161634 A geographic tool to predict community deprivation in health care access: Based on a model of combined personal and ecologic characteristics

Tuesday, November 6, 2007: 3:30 PM

Martey Dodoo, PhD , The Robert Graham Center for Policy Studies in Family Medicine and Primary Care, American Academy of Family Physicians, Washington, DC
Xingyou Zhang, PhD , The Robert Graham Center for Policy Studies in Family Medicine and Primary Care, American Academy of Family Physicians, Washington, DC
Robert L. Phillips, MD, MSPH , The Robert Graham Center for Policy Studies in Family Medicine and Primary Care, American Academy of Family Physicians, Washington, DC
Andrew Bazemore, MD, MPH , The Robert Graham Center for Policy Studies in Family Medicine and Primary Care, American Academy of Family Physicians, Washington, DC
Context: Personal characteristics are often used to explain barriers or delays in accessing healthcare for individuals. Ecological measures, like poverty level, are sometimes used as near-proxies for healthcare access problems for communities and populations.

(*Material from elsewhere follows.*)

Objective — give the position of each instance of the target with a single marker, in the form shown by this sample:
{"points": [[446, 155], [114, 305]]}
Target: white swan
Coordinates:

We combined these methods to develop indices of healthcare access deprivation or difficulty accessing care for individuals in geographically small areas in the US. In an earlier step we reviewed previous studies, identified factors associated with poor access to care and developed parsimonious models that explain poor access to healthcare at the individual level using a national survey and logistic regression methods.

Design: We used data from the 2002 and 2003 National Health Interview Surveys and our earlier models that identified individual-level predictors of healthcare access deprivation, and constructed individual indices of access deprivation. We geo-coded the data and merged them including the indices with 2000 US Census data at census-tract level. Using multi-level logistic modeling techniques we undertook pair wise substitution of Census for NHIS variables that allowed us to determine the ecologic variables that best predict reported health access problems in the US. We constructed census-tract-level indices of access deprivation, using the best-fit model, as the expected values of the dependent variable. We mapped the resulting indices nationally and showed how they can be overlaid with health care provider availability and other statistics.

Results: 9 percent of the 67 thousand census-tracts matched to the NHIS sample and were used in the modeling. Census-tract level variables that best predict health access problems are percent Black, percent Hispanic, percent 65 years or older, percent disabled, and percent with only 1 adult in household. Our raw census-tract deprivation indices ranged from 6.3% to 40.9%. The results include derived deprivation indices for each of the 66,997 U.S. census tracts, a series of US national maps of all census-tracts indicating tracts or communities with possible health access deprivation, overlaid with provider availability, Health Professional Shortage Areas designation, etc.

Conclusions: Ecologic factors that identify small areas or populations at risk of healthcare access deprivation can be combined with or substituted for individual-level data to model community-level barriers or delays in accessing health care, and enable local community assessments and health planning.

Learning Objectives:
At the end of this session, participants will be able to use the health access deprivation tool: 1. For local community assessments, health planning. 2. To identify specific communities and/or populations at risk of having health access deprivation problems or issues. 3. To prioritize policy and community interventions for improving access to health care.

Keywords: Access to Health Care, Geographic Information Systems

Presenting author's disclosure statement:

Any relevant financial relationships? No
Any institutionally-contracted trials related to this submission?

I agree to comply with the American Public Health Association Conflict of Interest and Commercial Support Guidelines, and to disclose to the participants any off-label or experimental uses of a commercial product or service discussed in my presentation.